SPURGON IL FALLITO
Sono Spurgon e ho sempre fallito. Spesso a causa dei miei sbagli qualcuno ci ha rimesso la vita, ma continuerò a farne e nessuno mi punirà. E’ così che funziona il mio paese. Quando mi paludo nel mio mantello marrone, poi, sono un disastro. Le mie donne, macilente malate terminali, si fidano ciecamente di me. Guardano i miei occhi acquosi e sfuggenti e nel loro sguardo colgo disperazione, paura e il desiderio di farla finita. La mia mascella irregolare, il mio naso rotto da un marito geloso e le mie mani da operaio piene di cerotti e cicatrici danno sgomento, le mie dita sono dita da operaio di una fabbrica il cui padrone risparmia sulle misure di sicurezza. Quando scendo in pista spesso inciampo, appoggiando la mano su un chiodo sporgente e un piede sul mantello, che si strappa. Nove lame di materiali di scarto compongono il gospel intorno alla precarietà di una ragazza che ormai non ha più nulla da perdere.
Sono Spurgon il gettatore di coltellacci. Avevo sei anni quando mio padre Spiribomb il Putativo scappò con la cassa del circo, quarant’anni fa. Quante maledizioni gli avrò lanciato dietro, da allora? Quante ragazze fiduciose mi avranno dato la vita, sotto lo sguardo perverso dell’elegante pubblico in giacca e cravatta? Sarebbero state molte di più, se non ci fosse Surgeon il Paramedico.

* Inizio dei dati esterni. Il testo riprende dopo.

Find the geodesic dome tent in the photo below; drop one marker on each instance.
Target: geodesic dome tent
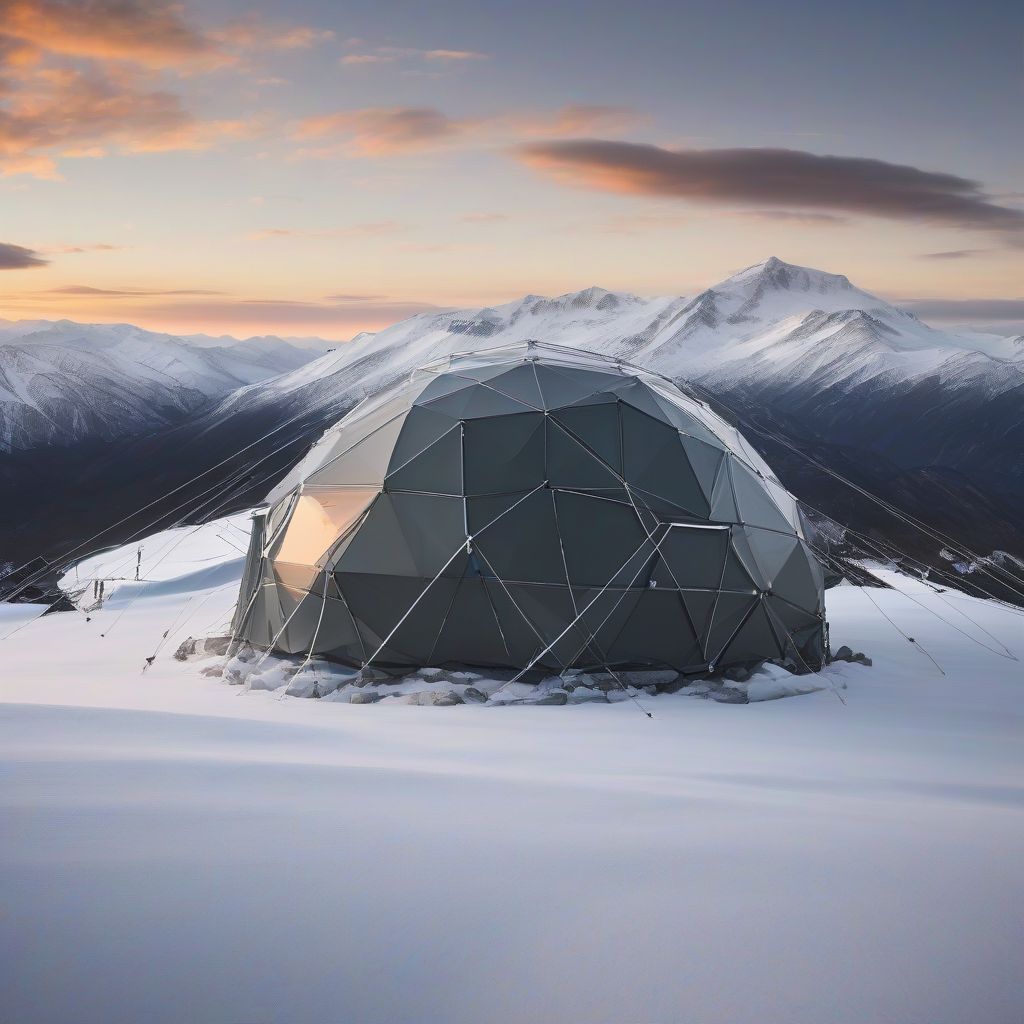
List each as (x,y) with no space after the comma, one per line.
(534,507)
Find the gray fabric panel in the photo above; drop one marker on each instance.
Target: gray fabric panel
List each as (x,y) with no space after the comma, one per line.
(694,557)
(505,453)
(523,545)
(471,635)
(336,630)
(729,612)
(700,606)
(597,427)
(437,470)
(519,383)
(517,627)
(657,633)
(756,640)
(638,396)
(406,535)
(443,384)
(476,401)
(570,465)
(598,538)
(563,386)
(742,569)
(380,602)
(655,461)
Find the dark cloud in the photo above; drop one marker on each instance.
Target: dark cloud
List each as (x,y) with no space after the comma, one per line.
(18,258)
(788,178)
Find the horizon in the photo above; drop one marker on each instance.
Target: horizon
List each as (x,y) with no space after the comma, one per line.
(932,312)
(236,169)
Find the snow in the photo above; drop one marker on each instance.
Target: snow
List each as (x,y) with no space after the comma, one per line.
(178,849)
(61,382)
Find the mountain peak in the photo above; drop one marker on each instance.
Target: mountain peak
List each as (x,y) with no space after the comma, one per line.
(777,274)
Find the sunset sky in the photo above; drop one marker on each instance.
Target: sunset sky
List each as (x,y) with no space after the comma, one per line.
(318,168)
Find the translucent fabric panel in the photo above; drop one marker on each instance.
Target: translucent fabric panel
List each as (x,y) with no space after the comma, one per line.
(723,504)
(798,582)
(754,503)
(317,520)
(771,550)
(421,428)
(364,463)
(436,470)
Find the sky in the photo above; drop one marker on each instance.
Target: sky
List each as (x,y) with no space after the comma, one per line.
(316,168)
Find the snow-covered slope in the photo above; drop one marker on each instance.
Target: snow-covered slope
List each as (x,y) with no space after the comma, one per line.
(62,382)
(177,849)
(773,323)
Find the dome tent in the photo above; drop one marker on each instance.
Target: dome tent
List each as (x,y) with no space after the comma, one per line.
(534,507)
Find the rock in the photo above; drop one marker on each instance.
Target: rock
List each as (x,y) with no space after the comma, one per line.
(552,697)
(366,677)
(674,687)
(648,677)
(586,694)
(729,695)
(185,649)
(367,696)
(446,698)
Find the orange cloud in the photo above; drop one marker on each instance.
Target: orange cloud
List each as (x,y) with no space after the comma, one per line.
(71,113)
(352,230)
(153,34)
(384,131)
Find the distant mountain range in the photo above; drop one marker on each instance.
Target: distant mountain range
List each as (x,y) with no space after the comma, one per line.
(61,383)
(932,421)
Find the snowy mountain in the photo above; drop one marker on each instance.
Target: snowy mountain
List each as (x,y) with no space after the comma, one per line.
(62,382)
(930,420)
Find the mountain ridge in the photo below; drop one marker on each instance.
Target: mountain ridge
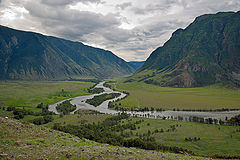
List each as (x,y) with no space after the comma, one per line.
(28,55)
(204,53)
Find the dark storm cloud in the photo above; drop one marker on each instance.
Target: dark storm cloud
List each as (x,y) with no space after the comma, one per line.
(66,2)
(124,5)
(71,24)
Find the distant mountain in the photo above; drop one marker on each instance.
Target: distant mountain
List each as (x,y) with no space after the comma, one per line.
(206,52)
(33,56)
(136,64)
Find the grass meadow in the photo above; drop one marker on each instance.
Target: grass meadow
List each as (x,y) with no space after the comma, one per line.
(214,139)
(209,97)
(29,94)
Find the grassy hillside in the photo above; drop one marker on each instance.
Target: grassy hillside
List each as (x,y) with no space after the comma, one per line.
(214,139)
(29,94)
(27,141)
(209,97)
(33,56)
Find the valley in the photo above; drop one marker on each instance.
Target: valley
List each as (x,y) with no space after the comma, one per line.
(63,99)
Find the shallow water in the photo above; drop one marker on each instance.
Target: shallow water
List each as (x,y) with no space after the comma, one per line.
(80,102)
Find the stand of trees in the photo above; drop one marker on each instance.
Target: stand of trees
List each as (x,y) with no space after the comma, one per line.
(99,99)
(95,90)
(108,132)
(66,107)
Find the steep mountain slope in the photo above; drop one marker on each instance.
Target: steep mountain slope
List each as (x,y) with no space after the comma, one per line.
(206,52)
(32,56)
(136,64)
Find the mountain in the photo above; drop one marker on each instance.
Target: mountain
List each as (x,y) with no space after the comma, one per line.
(33,56)
(136,64)
(204,53)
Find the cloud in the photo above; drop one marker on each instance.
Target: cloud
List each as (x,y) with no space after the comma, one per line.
(67,2)
(132,29)
(123,6)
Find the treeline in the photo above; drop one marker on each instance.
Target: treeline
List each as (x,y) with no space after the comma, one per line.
(19,113)
(234,120)
(86,80)
(95,90)
(66,107)
(106,132)
(207,110)
(44,116)
(99,99)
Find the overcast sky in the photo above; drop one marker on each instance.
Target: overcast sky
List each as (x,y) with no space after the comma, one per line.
(131,29)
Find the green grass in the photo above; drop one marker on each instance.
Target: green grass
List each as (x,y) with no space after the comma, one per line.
(77,119)
(31,93)
(214,139)
(21,140)
(210,97)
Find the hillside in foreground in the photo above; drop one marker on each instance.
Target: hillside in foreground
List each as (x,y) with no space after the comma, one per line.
(27,141)
(204,53)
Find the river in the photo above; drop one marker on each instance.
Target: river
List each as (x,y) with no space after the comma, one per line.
(80,102)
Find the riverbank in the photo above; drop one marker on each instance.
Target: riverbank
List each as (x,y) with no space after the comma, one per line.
(80,102)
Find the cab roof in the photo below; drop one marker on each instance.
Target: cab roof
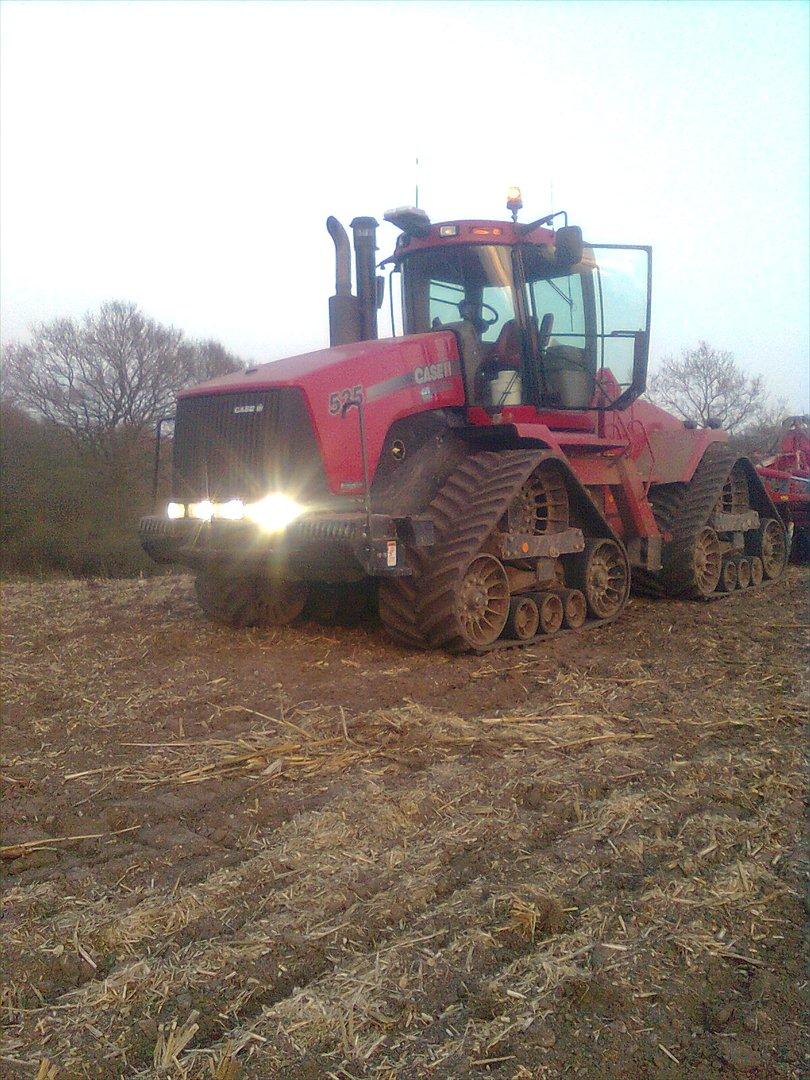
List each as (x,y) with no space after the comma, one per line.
(475,231)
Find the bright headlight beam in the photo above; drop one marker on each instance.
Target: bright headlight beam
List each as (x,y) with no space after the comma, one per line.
(274,512)
(232,511)
(202,511)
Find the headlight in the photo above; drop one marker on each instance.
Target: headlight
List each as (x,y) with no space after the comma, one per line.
(202,511)
(233,511)
(274,512)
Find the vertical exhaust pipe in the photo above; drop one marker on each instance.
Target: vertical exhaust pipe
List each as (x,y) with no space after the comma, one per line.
(364,230)
(346,324)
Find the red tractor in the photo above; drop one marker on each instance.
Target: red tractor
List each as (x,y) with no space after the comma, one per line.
(487,476)
(785,473)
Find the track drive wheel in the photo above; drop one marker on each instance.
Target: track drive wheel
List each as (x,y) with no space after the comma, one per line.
(700,566)
(603,574)
(238,598)
(482,603)
(772,544)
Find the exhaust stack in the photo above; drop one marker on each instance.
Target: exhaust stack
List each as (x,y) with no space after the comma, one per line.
(364,230)
(346,322)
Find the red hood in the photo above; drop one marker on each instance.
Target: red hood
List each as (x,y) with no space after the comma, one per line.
(298,370)
(396,377)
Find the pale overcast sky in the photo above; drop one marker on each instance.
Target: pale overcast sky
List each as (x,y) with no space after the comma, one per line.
(186,156)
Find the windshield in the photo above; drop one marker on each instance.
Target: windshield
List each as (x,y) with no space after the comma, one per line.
(447,284)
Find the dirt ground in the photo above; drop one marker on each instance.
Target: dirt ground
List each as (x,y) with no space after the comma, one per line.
(311,853)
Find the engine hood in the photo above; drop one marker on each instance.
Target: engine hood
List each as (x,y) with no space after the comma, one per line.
(395,377)
(355,362)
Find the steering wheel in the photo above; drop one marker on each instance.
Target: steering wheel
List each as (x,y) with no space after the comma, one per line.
(466,309)
(494,320)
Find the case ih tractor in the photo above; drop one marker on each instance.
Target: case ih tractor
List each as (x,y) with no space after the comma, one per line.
(785,473)
(489,475)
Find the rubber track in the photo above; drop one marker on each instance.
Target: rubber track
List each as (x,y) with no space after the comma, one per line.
(692,514)
(418,610)
(665,500)
(466,511)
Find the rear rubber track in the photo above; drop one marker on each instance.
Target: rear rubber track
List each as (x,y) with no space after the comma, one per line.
(418,610)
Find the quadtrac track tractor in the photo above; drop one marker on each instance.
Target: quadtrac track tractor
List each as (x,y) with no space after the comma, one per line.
(487,476)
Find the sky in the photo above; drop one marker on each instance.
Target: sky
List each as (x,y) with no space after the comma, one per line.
(186,156)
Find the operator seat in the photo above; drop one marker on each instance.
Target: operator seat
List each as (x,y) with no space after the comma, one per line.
(505,354)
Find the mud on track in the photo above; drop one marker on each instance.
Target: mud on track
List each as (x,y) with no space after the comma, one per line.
(312,853)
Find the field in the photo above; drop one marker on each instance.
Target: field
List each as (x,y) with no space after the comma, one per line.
(310,853)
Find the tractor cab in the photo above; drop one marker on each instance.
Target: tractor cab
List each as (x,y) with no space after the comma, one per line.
(541,318)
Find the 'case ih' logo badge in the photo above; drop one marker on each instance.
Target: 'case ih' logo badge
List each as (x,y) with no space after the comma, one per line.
(433,372)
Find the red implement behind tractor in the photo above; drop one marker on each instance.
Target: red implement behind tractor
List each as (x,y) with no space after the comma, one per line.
(785,473)
(487,476)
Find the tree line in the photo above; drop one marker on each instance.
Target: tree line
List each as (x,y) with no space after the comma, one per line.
(79,402)
(80,399)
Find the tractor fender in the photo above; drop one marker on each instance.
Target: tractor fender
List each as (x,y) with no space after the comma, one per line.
(585,513)
(759,498)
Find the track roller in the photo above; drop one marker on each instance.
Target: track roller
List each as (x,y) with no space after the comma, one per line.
(575,608)
(771,545)
(552,611)
(743,572)
(482,602)
(524,619)
(602,572)
(756,570)
(729,577)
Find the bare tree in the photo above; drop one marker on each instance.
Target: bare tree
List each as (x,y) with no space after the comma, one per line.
(706,383)
(115,368)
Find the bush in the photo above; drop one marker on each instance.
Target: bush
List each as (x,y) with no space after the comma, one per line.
(67,507)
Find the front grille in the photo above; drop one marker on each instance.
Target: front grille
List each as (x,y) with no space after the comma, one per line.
(243,445)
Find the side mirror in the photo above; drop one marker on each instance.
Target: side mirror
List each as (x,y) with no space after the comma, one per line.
(568,242)
(547,324)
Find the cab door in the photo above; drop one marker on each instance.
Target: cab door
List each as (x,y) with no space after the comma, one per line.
(622,277)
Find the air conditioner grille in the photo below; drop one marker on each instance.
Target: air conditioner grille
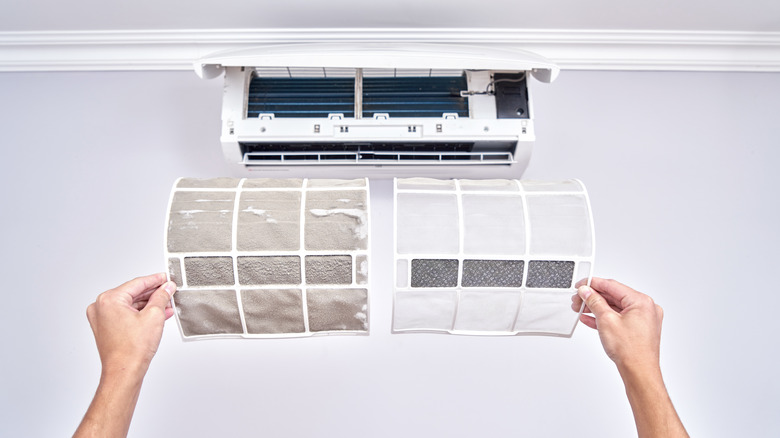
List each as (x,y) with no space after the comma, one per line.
(395,96)
(301,97)
(415,96)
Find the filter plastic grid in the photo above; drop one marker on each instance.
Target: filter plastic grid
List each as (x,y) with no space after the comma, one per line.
(485,272)
(257,257)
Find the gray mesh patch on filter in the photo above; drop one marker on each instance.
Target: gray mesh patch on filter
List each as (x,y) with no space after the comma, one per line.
(434,273)
(329,269)
(493,273)
(269,270)
(209,271)
(550,274)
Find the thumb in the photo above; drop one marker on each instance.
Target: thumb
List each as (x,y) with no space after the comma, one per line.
(162,296)
(595,302)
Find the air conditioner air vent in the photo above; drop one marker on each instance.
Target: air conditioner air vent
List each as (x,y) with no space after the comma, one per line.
(371,153)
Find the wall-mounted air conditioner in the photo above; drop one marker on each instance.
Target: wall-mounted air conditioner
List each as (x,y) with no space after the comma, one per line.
(398,109)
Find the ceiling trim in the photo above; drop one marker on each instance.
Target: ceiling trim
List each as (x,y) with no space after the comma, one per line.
(570,49)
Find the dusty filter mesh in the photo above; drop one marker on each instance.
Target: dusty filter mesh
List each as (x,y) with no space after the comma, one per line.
(495,257)
(259,258)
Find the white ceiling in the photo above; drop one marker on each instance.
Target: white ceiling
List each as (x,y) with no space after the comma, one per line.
(667,15)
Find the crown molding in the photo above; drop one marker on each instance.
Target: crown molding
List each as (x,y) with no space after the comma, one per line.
(570,49)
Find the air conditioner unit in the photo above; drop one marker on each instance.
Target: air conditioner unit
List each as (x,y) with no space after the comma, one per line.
(398,109)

Io sono Spurgon, l’uomo più solo del mondo. Da quarantanni che non ne azzecco una. Con la benda marrone coi buchi (inutili) per gli occhi, soppeso la lama del coltello tagliandomi i polpastrelli, e sento il fiato sospeso e la speranza di Tonkita, la Donna delle Pulizie. E dopo, solo dopo aver tirato, mi figuro nel cuore il sollievo che proverei se per una volta, una volta sola, il mio coltello centrasse tra gli occhi Scroogeon, l’Usuraio. Gli devo trecento cucuzze.